With all this added variety and improved quality, one big question remains: how have students responded? Well, it appears that Edgemont students have overwhelmingly noticed an improvement in school lunch. Out of the students surveyed by Campus, 76% responded that this year’s cafeteria food has improved from last year. Further data show the results these improvements have had in practice. (Note that all data are based on buying a full meal at school, not just snacks and drinks). 14% of students said they bought lunch one or two days a week last year, while this year, that number is up to 23%. While this is a notable increase, the number of students buying lunch three to five days a week actually decreased from 30% to 25%. Overall, the number of students buying lunch at least once a week increased from 44% to 48%.


With clear and real improvements in school lunches as a whole, the biggest complaint remaining is the price. One junior noted that “the food is fine, but the prices are somewhat ridiculous,” while a sophomore said that “I think it can be summed up as food quality increases, prices increase with it.” 

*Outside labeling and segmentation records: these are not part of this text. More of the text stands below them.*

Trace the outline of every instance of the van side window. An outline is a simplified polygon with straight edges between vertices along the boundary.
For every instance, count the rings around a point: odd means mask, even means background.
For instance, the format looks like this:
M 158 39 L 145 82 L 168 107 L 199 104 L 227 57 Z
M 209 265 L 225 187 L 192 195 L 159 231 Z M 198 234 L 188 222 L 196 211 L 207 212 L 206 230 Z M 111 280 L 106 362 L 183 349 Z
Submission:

Other critiques included that by late lunch, the cafeteria is sometimes severely understocked. One senior remarked that “it would be helpful if the cafeteria actually did offer the items listed for each day on the online menu, which is what I, as someone who doesn’t buy every day, look at to determine whether or not I want to buy lunch [on] a certain day.”

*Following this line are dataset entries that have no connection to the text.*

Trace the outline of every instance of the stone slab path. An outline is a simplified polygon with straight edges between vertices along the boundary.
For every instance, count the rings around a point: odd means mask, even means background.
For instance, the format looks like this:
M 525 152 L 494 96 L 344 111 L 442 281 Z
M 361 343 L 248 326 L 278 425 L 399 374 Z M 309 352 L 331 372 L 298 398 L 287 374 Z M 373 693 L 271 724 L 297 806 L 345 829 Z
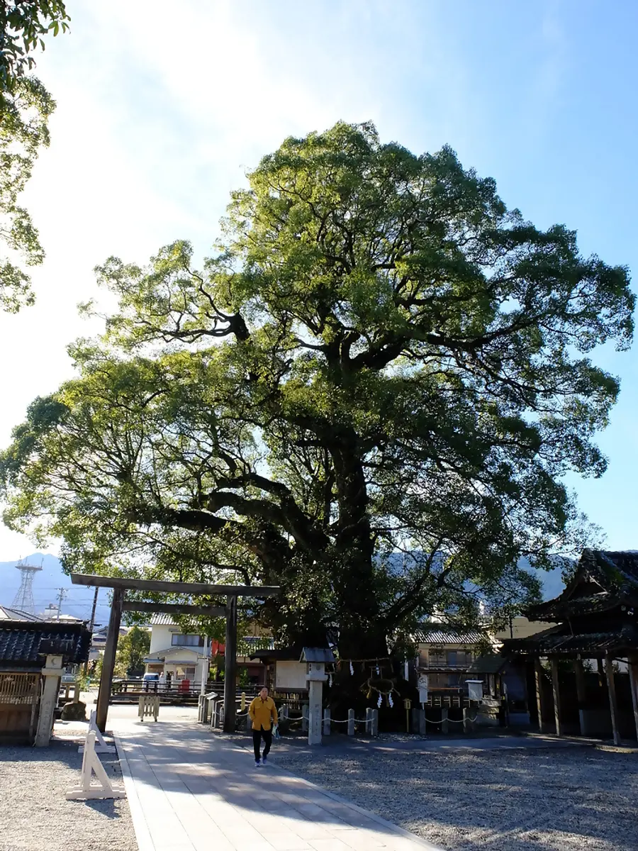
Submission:
M 113 732 L 140 851 L 440 851 L 197 723 Z

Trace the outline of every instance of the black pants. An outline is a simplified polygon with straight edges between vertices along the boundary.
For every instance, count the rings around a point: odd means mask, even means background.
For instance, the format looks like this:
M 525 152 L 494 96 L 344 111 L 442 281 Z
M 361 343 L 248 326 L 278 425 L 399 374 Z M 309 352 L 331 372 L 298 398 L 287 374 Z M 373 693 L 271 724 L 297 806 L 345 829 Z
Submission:
M 264 737 L 264 742 L 265 747 L 264 748 L 264 756 L 267 757 L 271 752 L 271 745 L 272 745 L 272 730 L 265 730 L 263 728 L 260 730 L 253 729 L 253 747 L 254 748 L 254 760 L 255 762 L 259 762 L 261 759 L 261 755 L 259 754 L 259 745 L 261 745 L 261 739 Z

It seems that despite these criticisms, most students appreciate the improvements in school lunch, with one eighth grader saying, “I think that the options are so much better than last year. It isn’t too repetitive anymore and the taste has somewhat improved.” One senior wrote that “along with the increase in quality, the food has recently expanded to include different cuisines from the world, which I really appreciate.” Overall, despite the increasing prices deterring some students from buying lunch, it seems that the cafeteria has greatly improved the lunch options, and Edgemont students have noticed.